Our cells are made to produce Glutathione, this powerful antioxidant, directly where it's needed, but it needs those building blocks that we stop making, as we age. You see, it wasn't really known, but all of those “conditional” amino acids we can make, if we don't get them from foods? Well, we stop making enough and very key processes break down.
How do you get the Glutathione making process restarted? Take equal amounts of Glycine and Cysteine (NAC), at least 1,200 mg of each a day, seemingly no more than 600 mg of each at a time. Take them together. They migrate throughout your body and into cells exactly where needed and your cells work right, again.

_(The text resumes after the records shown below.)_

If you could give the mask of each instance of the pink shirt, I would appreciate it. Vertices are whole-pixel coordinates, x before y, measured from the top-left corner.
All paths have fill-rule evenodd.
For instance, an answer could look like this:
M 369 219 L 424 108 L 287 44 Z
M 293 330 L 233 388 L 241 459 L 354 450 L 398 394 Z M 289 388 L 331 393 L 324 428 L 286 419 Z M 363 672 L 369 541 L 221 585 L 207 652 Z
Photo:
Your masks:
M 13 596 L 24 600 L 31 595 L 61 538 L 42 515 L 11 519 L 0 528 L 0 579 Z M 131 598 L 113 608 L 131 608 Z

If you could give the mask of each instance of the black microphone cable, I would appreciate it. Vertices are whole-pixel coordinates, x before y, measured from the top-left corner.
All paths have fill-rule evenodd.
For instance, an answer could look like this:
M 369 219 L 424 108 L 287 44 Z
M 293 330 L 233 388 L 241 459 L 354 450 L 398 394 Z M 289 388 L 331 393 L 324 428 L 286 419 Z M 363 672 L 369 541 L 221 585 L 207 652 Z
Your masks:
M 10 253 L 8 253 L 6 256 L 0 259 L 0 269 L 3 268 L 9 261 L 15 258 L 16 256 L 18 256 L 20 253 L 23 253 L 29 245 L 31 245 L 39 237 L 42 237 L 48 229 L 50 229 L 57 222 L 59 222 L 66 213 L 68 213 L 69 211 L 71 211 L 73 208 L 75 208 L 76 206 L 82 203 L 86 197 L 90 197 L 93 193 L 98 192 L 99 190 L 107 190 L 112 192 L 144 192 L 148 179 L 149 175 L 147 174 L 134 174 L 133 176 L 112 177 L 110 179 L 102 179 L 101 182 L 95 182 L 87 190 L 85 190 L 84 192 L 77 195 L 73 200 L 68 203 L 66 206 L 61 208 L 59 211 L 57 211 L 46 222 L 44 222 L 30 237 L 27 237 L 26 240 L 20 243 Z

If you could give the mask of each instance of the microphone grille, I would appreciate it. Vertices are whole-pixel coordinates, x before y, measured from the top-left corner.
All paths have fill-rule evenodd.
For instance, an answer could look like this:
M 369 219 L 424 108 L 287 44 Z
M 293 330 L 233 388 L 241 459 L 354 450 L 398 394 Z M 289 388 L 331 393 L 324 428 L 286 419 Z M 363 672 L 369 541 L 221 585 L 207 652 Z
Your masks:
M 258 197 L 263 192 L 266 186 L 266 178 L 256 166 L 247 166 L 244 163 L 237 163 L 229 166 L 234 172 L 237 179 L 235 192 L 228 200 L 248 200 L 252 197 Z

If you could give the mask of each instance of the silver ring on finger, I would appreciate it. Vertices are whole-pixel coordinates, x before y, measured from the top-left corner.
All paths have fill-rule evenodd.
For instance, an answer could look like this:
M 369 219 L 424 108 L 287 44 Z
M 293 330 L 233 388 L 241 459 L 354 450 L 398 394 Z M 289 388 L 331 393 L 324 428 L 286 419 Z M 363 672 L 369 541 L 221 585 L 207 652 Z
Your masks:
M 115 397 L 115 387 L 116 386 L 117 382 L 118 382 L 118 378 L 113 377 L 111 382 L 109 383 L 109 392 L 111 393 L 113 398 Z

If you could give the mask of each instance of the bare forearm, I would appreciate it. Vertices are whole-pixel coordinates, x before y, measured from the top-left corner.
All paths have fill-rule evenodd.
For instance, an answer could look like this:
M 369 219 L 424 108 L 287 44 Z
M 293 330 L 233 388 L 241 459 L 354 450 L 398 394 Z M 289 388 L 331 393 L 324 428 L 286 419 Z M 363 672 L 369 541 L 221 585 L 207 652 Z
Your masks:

The same thing is strangely true of Taurine, which we used to make, but supplementing just 500 mg of Taurine powder three times a day made Superoxide Dismutase (SOD), another powerful antioxidant, increase over 20% in our bodies in a study.
Who would have thought these were no longer properly being made by our bodies?
Take the GlyNAC and the Taurine separate from other foods, to better assure they get where they are supposed to go, and are not brought into some protein function. I do take GlyNAC with the Taurine, though.
Thank you. Any opinions on CoQ10 or ubiquinone?
We take 100 mg a day of ubiquinone.
The way I read #6 in the FAQs, we have to index to body size to properly compute kidney disease.
https://www.kidney.org/sites/default/files/441-8491_2202_faqs_aboutgfr_v5.pdf
this seems to be the right way to read #6. But compare that to the following that seems to indicate to use the index of the standardized body mass for determining CKD and use the actual height and weight for dosing purposes
“Choosing “No” will calculate an indexed eGFR value, standardized to a body surface area of 1.73m2 (units: mL/min/1.73m2)
Assessment for CKD staging and CKD progression should generally be assessed using the indexed eGFR value.
Choosing “Yes” will bring up fields to input height and weight. A non-indexed eGFR value (i.e. adjusted for the patient’s body surface area) will be calculated (units: mL/min).
Drug dosing decisions should generally be based on non-indexed eGFR value.
Exception: Using non-indexed eGFR in morbidly obese patients can result in a large overestimate of measured GFR and potential for overdosing.”